For Andrew, this was the final straw. Soon after, he found a counselor who helped him understand his needs, his insecurities and his obsession with pornography.

“I felt comfortable just telling the straight truth to him (the counselor), which was helpful,” he said. “He could tell when I was kind of wiggling around the truth and he’d call me out on it.”

Finding a counselor, a support group or an accountability partner can sometimes be the most challenging aspect of combating porn addiction, said Philip Alderink, a campus chaplain for the Graduate Christian Fellowship at the UA. Alderink often counsels graduate students struggling with such problems. The negative social stigma attributed to porn addiction prevents users from admitting their obsession and seeking help, he said.

Alderink described pornography as “rampant” among college students, and said he expects every man he meets has viewed pornography.

“I don’t think that anybody is immune from it,” he said. “Society is fooling itself if it thinks pornography is not a problem.”

The UA Main Library is all too familiar with the popularity of porn. While porn isn’t illegal in Arizona, viewing it publicly is. The UA Main Library staff catches people viewing pornography on the public computers “several times per week,” according to Travis Teetor, library operations supervisor. Those caught watching porn on library computers are asked to stop.

“If they refuse to discontinue their behavior or to comply with our request, we would call UAPD immediately,” Teetor said.

Many anti-pornography advocacy groups, such as Enough is Enough and Pure Hope, say pornography motivates people to perform bizarre or violent sexual activities in their real lives, leading them to sexually abuse others. Some believe pornography objectifies women, encouraging viewers to devalue the women they interact with on a day-to-day basis.

However, some argue that consuming pornography actually prevents users from abusing and objectifying others. Viewing pornography allows people to explore their sexual desires; this keeps them from experimenting and potentially harming their sexual partners, said Brion Scroggins, district manager for Continental Adult Shop.

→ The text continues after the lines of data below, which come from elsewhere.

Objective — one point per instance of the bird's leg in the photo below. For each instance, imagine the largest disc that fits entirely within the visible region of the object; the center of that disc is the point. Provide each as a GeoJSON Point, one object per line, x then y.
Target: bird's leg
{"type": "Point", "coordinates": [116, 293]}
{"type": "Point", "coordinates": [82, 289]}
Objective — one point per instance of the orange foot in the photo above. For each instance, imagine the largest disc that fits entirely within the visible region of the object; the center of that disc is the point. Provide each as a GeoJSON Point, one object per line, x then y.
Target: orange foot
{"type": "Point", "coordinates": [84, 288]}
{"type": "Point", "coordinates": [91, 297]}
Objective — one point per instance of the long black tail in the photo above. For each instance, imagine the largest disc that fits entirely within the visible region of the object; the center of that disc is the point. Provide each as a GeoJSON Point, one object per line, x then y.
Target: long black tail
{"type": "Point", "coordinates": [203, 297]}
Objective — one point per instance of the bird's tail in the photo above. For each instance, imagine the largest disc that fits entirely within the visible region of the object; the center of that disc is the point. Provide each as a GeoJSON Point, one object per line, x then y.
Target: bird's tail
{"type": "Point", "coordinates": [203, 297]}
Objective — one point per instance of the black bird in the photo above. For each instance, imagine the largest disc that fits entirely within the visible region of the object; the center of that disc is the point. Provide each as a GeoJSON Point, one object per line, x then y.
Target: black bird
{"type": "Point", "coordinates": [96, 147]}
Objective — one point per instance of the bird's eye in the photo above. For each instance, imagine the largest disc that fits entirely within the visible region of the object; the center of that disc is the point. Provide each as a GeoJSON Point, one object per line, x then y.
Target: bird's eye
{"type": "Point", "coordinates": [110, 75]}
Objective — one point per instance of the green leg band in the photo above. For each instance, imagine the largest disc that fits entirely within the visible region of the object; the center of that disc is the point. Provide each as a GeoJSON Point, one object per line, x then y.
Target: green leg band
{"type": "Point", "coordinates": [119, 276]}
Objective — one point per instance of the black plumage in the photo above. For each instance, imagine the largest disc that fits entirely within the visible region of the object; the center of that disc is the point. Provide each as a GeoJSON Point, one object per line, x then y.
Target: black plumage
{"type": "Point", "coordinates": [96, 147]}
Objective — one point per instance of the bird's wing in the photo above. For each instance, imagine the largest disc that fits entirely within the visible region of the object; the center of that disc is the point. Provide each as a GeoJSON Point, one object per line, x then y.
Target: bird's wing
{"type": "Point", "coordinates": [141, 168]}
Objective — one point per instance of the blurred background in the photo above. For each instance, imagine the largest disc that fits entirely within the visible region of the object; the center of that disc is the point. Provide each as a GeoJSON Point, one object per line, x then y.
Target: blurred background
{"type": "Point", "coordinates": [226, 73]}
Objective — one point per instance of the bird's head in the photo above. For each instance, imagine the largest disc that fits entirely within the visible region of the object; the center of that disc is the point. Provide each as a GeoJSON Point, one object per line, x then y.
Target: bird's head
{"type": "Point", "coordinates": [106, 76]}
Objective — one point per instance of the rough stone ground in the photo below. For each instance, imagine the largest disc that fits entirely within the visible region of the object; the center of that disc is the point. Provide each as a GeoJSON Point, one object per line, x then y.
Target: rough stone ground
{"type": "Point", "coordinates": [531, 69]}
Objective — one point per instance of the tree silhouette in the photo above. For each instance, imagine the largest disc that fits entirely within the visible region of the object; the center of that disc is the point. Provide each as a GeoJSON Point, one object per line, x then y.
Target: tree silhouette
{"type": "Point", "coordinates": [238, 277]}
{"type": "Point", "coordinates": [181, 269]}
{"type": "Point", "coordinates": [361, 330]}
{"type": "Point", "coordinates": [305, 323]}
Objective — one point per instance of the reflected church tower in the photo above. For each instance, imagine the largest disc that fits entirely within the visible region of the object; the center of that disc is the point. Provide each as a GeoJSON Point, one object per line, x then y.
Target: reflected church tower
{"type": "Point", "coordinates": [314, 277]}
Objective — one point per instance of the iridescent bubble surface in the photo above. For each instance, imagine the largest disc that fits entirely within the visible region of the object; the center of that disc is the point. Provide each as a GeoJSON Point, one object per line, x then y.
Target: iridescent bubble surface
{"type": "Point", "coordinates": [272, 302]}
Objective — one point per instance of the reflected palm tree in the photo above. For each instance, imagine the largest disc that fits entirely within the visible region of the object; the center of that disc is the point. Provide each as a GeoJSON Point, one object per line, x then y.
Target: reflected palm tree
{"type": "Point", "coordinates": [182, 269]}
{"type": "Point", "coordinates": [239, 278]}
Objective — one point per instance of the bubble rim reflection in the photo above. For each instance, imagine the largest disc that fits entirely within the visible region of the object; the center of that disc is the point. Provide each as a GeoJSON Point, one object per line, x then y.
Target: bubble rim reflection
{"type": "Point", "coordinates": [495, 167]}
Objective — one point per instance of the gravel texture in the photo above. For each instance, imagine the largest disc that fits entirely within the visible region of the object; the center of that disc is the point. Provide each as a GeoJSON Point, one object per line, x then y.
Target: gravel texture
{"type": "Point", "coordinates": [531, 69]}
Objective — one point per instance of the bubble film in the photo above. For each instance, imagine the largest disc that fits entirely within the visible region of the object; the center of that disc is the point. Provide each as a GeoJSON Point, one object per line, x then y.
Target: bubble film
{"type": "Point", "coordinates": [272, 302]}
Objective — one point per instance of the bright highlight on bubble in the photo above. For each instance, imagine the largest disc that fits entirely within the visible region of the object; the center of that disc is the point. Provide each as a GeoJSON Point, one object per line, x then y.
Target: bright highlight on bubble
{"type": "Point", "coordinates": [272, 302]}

“The industry is an outlet for males, females, couples to get out sexual frustrations and desires,” Scroggins said. “We’re here to make money because people want to come in here and buy what we sell; we’re here to increase people’s sexual awareness. We’re not here to increase the negative aspects,” Scroggins said.

For Andrew, the “negative aspects” — social isolation, a “splintered” identity, emotional detachment, guilt and shame — grew unbearable.

“Once you get tired of being sick and tired, I think that’s a good thing. Because that’s when you’re ready to admit you have a problem, to really look for change,” he said.

It has been almost 15 years since he opened that first email. Andrew has confronted his addiction and managed to be porn-free for the better part of a year.

“I feel a ton of relief, a ton of gratitude, and I feel like I can connect to people again,” he said. “I get a lot more sleep, which is great. I don’t feel dirty like I used to feel. I’m not over sexualized, I don’t feel like a brute.”